Propriétés des digestats et potentiel de volatilisation

  • Teneur en azote ammoniacal des digestats

    Pour une même dose d’apport en brut, les digestats « Fraction Solide majorité lisier non ruminant », ainsi que « Brut ou fraction liquide autres situations dont majorité végétal » et « Brut ou fraction liquide majorité lisier non ruminant » se détachent un peu de l’ensemble des digestats, avec un pool d’azote volatilisable légèrement plus conséquent.

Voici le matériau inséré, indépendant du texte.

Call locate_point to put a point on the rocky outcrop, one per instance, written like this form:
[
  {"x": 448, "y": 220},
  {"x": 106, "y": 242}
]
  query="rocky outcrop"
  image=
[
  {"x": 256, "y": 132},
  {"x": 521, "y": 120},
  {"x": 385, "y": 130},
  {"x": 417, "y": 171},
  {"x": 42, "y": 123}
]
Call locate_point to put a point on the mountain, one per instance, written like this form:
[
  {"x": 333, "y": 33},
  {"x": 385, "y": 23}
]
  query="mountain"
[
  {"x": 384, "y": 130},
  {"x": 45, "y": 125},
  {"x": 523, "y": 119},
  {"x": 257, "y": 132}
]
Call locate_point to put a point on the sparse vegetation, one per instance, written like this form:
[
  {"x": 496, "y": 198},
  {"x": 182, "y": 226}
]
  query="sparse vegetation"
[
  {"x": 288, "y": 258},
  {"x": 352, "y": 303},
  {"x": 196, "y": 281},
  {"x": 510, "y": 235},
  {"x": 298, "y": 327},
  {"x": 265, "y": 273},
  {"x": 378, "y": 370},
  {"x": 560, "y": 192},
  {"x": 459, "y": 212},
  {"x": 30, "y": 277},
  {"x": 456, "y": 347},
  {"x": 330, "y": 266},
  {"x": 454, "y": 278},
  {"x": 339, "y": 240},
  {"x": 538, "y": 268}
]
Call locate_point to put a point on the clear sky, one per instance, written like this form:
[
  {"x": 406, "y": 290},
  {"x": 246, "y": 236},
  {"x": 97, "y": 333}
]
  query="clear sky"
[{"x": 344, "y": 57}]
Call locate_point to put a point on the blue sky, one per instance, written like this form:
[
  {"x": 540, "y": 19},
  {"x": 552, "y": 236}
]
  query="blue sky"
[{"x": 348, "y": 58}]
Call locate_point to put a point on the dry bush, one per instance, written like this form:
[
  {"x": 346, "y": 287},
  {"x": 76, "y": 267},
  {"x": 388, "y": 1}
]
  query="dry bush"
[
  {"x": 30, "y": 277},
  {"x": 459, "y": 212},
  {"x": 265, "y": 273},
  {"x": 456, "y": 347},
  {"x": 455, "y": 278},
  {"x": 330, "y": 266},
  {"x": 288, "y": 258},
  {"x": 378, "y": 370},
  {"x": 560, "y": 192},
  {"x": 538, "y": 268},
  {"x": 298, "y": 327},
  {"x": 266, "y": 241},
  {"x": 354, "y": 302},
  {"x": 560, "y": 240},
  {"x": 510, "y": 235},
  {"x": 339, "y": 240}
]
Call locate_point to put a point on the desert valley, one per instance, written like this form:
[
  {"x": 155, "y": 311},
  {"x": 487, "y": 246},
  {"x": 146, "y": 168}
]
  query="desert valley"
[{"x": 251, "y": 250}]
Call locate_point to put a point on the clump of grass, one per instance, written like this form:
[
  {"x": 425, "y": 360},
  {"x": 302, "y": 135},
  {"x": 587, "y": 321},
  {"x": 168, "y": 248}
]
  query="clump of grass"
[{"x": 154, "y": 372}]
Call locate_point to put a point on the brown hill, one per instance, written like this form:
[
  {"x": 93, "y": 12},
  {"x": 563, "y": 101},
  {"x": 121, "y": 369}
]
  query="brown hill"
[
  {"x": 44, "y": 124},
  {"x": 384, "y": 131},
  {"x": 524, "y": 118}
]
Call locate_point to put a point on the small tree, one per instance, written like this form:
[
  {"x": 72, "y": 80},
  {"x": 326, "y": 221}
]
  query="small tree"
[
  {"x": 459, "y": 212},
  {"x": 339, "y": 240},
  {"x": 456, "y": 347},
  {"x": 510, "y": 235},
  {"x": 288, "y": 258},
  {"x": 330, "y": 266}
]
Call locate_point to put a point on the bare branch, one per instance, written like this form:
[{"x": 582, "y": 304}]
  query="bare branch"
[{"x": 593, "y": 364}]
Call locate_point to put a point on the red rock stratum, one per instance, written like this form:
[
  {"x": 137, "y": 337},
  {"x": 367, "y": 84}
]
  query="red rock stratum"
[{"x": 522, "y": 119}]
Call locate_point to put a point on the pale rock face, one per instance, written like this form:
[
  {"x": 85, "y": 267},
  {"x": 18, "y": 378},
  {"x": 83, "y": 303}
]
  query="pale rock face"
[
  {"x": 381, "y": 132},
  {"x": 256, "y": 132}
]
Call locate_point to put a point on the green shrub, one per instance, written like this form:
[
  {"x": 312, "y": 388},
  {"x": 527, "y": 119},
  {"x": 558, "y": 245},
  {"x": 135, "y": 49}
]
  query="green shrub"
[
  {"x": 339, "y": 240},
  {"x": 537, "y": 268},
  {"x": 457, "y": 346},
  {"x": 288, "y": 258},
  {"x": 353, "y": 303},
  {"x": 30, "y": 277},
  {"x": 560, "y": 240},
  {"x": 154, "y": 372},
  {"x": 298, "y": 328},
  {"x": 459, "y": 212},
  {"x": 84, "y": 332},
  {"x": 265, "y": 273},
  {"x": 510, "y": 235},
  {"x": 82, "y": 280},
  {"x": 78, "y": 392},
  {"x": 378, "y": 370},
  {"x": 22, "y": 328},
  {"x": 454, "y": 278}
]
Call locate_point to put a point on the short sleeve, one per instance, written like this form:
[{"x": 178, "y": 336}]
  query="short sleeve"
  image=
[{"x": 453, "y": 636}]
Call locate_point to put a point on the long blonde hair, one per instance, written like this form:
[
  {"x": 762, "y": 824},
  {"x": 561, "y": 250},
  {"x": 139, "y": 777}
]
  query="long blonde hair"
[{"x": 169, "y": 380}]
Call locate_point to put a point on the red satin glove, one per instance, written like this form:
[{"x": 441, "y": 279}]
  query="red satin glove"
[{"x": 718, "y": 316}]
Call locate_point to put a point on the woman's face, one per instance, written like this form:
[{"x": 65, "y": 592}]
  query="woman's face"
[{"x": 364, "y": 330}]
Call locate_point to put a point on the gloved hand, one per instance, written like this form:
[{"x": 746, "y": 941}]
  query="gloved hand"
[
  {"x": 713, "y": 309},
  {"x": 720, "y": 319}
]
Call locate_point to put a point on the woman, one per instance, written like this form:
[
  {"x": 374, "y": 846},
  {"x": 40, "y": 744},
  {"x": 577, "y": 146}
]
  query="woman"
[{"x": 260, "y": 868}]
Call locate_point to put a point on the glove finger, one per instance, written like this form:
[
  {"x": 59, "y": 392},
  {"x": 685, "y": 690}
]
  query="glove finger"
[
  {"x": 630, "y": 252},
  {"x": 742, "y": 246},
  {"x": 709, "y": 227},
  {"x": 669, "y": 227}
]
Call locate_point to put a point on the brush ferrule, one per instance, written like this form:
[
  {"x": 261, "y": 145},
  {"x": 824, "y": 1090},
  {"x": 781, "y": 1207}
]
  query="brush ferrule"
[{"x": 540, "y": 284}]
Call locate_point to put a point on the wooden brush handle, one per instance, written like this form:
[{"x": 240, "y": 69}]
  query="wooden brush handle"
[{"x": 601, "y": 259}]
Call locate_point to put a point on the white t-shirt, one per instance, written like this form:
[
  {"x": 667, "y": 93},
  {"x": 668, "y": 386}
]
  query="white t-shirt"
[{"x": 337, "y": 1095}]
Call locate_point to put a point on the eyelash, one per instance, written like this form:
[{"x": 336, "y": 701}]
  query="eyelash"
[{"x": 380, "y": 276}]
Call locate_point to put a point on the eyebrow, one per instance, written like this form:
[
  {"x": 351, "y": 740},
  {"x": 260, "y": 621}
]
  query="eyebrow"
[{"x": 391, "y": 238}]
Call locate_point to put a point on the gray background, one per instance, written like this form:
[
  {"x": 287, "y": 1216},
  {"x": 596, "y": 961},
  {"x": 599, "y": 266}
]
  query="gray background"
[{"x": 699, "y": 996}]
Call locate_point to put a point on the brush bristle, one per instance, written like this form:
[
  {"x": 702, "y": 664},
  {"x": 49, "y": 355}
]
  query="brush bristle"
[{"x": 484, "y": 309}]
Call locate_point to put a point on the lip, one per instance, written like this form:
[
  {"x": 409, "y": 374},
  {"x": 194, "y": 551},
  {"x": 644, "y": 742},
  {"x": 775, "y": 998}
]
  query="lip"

  • Teneur en matière sèche

    Une volatilisation plus faible est attendue pour des digestats à faible teneur en matière sèche et qui s’infiltrent donc rapidement, typiquement les digestats liquides, avec la volatilisation la plus faible a priori pour « Fraction liquide majorité lisier non ruminant », puis « Fraction Liquide autres situations dont majorité végétal », et enfin « Fraction liquide majorité lisier/fumier ruminant ».

    A l’inverse, une volatilisation plus élevée est attendue pour les digestats qui restent en surface, les digestats « Voie sèche majorité fumier/lisier ruminant », ainsi que les fractions solides et en particulier les « Fraction Solide autres situations dont majorité végétal » pour lesquels les plus fortes teneurs en matière sèche sont observées.

    On voit qu’il est difficile d’anticiper le comportement de chacune des classes de digestats, car les 7 catégories de digestats se classent de manière quasiment inversée relativement à ces deux facteurs. C’est aussi ce que l’on retrouve de manière globale pour l’ensemble des produits résiduaires organiques (PRO) recyclés en agriculture.

  • pH du digestat

    La volatilisation est généralement beaucoup plus rapide et beaucoup plus élevée pour un substrat dont le pH est alcalin que pour les autres. Les digestats ont des pH relativement alcalins (pH ~8-9) comparativement à l’ensemble des produits résiduaires organiques, avec des pH proches voire supérieurs à ceux des fumiers et des composts. Ils restent néanmoins moins alcalins que les boues issues des industries agro-alimentaires qui peuvent atteindre des pH de 12. Néanmoins, certains des processus qui se mettent en place après l’épandage sont en interaction très forte avec le pH : ils peuvent être à la fois conditionnés par le pH et avoir des effets en rétroaction sur le pH. C’est le cas de certaines réactions biologiques (par exemple de minéralisation), des équilibres physico-chimiques, des émissions de composés gazeux (en particulier dioxyde de carbone, acides gras volatils et ammoniac). Les effets directs sont ainsi difficiles à caractériser avec précision.

  • Type de digestats

    Les données dont nous disposons ne permettent pas de distinguer de manière stricte des différences de potentiel de volatilisation entre les différentes classes de digestats, la variabilité intrinsèque aux digestats étant très élevée.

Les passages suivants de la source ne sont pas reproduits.